Bashar al-Assad, premier siriano (venezuelaaldia.com)

Bashar al-Assad, premier siriano (venezuelaaldia.com)

La restrittiva legge elettorale ha di fatto reso impossibile la candidatura di chiunque non avesse l’avallo del regime e dunque adesso l’opposizione boccia il voto definendolo una farsa. Il risultato è già scritto, ma il regime insiste nel presentare il voto come un traguardo decisivo per mettere fine a un guerra, in cui negli ultimi mesi ha riguadagnato terreno. Bashar al-Assad, nato a Damasco nel 1965, oculista di professione, conosciuto come un uomo di scarso carisma e ancor minor talento, quando nel 2000 salì al potere alla morte del padre, Hafiz al-Assad, Bashar ha gestito con pugno di ferro il regime politico costruito dal suo predecessore.

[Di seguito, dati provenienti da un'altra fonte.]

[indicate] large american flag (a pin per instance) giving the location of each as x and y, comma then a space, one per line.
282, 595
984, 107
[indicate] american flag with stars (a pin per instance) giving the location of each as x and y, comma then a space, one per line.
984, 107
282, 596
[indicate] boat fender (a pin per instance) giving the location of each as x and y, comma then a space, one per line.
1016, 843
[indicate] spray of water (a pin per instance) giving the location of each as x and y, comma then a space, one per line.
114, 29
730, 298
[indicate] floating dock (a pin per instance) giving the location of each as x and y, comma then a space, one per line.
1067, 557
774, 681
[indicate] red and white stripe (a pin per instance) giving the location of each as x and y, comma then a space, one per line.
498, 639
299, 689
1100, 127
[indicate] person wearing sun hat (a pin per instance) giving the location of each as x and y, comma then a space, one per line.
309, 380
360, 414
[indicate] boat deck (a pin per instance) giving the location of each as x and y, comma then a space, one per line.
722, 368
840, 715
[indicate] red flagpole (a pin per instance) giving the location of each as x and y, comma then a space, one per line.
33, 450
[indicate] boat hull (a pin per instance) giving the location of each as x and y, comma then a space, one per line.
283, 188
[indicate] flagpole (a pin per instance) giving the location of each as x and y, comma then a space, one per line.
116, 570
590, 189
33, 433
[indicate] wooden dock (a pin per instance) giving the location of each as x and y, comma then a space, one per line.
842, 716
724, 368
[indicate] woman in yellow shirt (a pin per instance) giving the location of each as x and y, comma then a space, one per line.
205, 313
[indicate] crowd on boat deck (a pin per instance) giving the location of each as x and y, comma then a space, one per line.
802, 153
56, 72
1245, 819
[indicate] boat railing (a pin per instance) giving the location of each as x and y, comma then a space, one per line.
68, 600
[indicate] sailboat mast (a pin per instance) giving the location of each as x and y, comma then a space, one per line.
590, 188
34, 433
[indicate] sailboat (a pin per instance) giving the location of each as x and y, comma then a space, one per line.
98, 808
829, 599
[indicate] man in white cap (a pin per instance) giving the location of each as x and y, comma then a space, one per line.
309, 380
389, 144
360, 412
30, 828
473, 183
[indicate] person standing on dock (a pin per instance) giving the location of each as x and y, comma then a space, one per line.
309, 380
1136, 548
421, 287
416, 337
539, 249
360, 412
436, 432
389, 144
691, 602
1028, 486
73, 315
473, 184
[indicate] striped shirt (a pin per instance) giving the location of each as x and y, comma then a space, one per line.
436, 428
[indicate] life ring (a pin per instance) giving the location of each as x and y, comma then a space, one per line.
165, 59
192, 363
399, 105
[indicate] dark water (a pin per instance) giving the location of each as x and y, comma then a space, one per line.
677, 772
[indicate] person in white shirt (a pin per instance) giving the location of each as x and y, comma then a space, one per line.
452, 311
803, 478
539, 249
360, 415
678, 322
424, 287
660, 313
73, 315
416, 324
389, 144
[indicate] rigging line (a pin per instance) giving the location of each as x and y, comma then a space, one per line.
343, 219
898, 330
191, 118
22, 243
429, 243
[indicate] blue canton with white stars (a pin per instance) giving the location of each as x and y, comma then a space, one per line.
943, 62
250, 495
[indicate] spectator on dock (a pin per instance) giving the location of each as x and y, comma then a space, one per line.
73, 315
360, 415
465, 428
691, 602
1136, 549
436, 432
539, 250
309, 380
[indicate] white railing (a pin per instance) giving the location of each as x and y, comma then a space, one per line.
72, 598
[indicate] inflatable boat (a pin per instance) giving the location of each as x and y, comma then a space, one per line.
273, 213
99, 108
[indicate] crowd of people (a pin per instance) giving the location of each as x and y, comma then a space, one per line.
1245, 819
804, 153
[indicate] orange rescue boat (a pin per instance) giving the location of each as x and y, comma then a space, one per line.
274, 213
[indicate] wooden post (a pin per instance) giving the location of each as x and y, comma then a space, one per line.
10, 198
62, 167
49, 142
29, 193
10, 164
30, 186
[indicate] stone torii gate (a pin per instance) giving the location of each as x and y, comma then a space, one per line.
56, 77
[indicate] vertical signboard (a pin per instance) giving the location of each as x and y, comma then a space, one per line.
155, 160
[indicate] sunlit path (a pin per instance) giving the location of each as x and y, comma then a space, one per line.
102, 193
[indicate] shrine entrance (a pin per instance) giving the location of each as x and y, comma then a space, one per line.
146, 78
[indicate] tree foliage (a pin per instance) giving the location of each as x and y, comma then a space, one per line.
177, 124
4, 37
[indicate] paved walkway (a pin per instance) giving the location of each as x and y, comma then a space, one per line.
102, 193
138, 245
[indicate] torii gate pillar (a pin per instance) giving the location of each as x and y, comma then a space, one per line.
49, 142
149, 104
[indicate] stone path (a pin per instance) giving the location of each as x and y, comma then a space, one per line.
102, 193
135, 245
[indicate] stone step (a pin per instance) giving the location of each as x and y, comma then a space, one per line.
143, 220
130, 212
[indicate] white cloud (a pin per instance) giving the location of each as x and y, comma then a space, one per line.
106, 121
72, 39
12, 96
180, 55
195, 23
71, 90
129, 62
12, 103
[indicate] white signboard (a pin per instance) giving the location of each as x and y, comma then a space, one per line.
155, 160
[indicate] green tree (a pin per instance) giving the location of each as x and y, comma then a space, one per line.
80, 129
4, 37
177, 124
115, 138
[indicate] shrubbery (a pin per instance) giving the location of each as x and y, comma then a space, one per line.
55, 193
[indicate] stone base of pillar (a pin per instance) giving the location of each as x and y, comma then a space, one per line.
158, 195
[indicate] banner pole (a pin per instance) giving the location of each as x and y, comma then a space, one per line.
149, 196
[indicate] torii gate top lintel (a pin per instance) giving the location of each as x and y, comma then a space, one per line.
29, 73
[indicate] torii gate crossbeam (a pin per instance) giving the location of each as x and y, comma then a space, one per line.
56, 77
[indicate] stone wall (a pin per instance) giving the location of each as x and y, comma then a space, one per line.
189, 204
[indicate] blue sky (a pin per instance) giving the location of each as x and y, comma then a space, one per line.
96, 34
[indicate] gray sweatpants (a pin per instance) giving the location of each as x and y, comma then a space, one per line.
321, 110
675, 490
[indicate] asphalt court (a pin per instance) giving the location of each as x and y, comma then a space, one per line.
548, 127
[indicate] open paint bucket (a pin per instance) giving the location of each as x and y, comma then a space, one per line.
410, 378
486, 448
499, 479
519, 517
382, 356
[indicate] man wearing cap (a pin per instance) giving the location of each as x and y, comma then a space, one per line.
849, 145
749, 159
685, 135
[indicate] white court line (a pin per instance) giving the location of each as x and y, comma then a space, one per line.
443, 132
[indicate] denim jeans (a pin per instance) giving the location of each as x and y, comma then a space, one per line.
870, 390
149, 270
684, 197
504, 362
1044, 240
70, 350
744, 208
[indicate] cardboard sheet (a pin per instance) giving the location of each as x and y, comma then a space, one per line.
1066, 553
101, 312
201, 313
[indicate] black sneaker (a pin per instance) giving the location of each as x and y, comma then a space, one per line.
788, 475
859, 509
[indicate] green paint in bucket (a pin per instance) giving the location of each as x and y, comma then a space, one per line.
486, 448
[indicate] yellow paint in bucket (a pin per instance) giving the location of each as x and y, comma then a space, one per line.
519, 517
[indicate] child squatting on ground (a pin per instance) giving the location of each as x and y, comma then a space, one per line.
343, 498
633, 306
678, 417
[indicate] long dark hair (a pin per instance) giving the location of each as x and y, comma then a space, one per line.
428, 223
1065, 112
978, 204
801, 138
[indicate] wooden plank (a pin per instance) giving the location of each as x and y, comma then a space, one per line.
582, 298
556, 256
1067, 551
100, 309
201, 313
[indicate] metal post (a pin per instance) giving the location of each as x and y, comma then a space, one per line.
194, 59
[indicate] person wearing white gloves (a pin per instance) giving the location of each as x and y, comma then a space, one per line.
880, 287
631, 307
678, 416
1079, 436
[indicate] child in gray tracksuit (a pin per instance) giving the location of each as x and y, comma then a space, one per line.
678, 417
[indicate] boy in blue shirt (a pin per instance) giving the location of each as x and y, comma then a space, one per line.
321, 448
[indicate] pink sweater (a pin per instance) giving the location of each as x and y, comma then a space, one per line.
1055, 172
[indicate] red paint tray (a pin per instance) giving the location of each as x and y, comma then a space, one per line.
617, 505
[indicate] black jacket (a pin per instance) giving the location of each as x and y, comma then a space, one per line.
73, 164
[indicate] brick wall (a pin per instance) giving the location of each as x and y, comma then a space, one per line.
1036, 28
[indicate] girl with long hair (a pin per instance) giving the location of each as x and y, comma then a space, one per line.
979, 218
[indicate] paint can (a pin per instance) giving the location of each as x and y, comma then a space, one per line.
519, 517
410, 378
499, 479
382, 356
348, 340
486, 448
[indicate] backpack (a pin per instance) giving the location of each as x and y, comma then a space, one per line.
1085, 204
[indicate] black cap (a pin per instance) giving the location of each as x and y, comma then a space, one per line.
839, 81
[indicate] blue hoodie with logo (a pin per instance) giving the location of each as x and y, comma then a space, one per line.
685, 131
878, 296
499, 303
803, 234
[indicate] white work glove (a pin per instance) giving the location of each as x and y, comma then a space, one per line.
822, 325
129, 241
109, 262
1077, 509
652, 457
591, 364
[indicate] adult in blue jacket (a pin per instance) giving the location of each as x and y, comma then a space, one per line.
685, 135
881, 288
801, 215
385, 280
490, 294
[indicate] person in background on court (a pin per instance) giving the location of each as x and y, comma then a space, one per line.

Dall’elezione di Hafiz al-Assad a presidente nel 1971, le elezioni in Siria sono state tutte una sorta di referendum con un solo candidato; e l’aspirante di turno, Hafiz o suo figlio Bashar, ha sempre vinto i plebisciti con percentuali superiori al 90 per cento. Ma la nuova Costituzione, approvata nel 2012 con un referendum sull’onda delle proteste popolari, ha aperto la strada a una parvenza di multipartitismo e a più di un candidato. Dei 24 aspiranti che si erano proposti dinanzi alla Corte Suprema, il tribunale ha scartato tutti quelli che non rispondevano ai requisiti stabiliti dalla legge elettorale approvata a marzo dal Parlamento. In base alla legge, gli aspiranti devono avere l’appoggio di almeno 35 dei 250 deputati del Parlamento unicamerale (e i deputati non possono appoggiare più di un candidato).

Un’altra delle condizioni è che abbiano almeno 40 anni, siano di nazionaltà siriana, figli di genitori siriani, non abbiano precedenti penali, né siano sposati a donne straniere; devono inoltre aver risieduto in Siria per almeno dieci anni consecutivi (contando a ritroso dalla data di presentazione della candidatura) e non possono avere una seconda nazionalità. Ma molti degli oppositori sono in esilio, e questo oltre agli altri “paletti” hanno ridotto al minimo le candidature.

Di fronte ad al-Assad dunque si presentano due candidati, entrambi pressocché sconosciuti: Maher Hajjar, un deputato comunista di Aleppo, membro dell’opposizioni tollerata, e un uomo d’affari proveniente di una ricca famiglia di Damasco, Hassan Abdullah al-Nuri, che una volta è stato anche ministro. Alla luce delle ultime vittorie militari sul terreno (da ultimo la riconquista della ribelle Homs, da dove i miliziani si sono ritirati nelle scorse settimane) Assad si è presentato ai cittadini come garante della stabilità di fronte al “terrorismo”. E anche i due contendenti hanno puntato sullo stesso messaggio, fondato sulla “lotta al terrorismo” per mettere fine alla guerra.

Anche votare però sarà in molti casi difficile: è escluso che si possa fare nelle zone controllate dai ribelli e sotto assedio; o che siano organizzati seggi nei campi profughi installati nei Paesi vicini. Nei giorni scorsi hanno votato in anticipo i siriani residenti all’estero e, sugli oltre 3 milioni, solo 200mila hanno depositato la scheda nelle urne.